Difficult to implement where mobile banking is rare or non-existent
MUST HAVE’S, CRITICAL POINTS, OR QUESTIONS TO CONSIDER
Because PAYGo systems are often integrated with mobile money (MM), sufficient MM infrastructure may be considered a critical “must-have.”
VIGNETTE: PAY-AS-YOU-GO SOLAR IN NIGERIA
75 million Nigerians currently have no access to reliable electricity, limiting business growth and access to basic household services.The existing electrical grid is unstable and largely unavailable beyond urban city limits, forcing reliance on small-scale generators. Currently, the country spends more than USD $9.2 billion annually on inefficient electricity generation, whereas a transition to renewable power, such as solar home systems, could save households and businesses over USD $4.4 billion per year.
The institution of pay-as-you-go financing is in the process of being implemented in mobile money markets.
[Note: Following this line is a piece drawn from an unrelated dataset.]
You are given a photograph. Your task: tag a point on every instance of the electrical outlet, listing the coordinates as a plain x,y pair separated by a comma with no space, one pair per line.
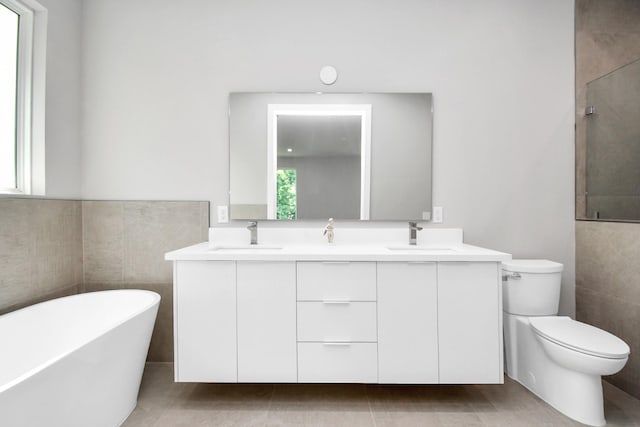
437,215
223,214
Many Nigerians with access to mobile banking are now able to purchase solar energy as they use it, as opposed to paying for a full-time electricity bill.
Urban Nigerians have greater access to electricity due to pay-as-you-go systems through mobile banking. However, because mobile banking is limited in rural Nigeria due to the regulatory framework, impact in these areas has not been as substantial.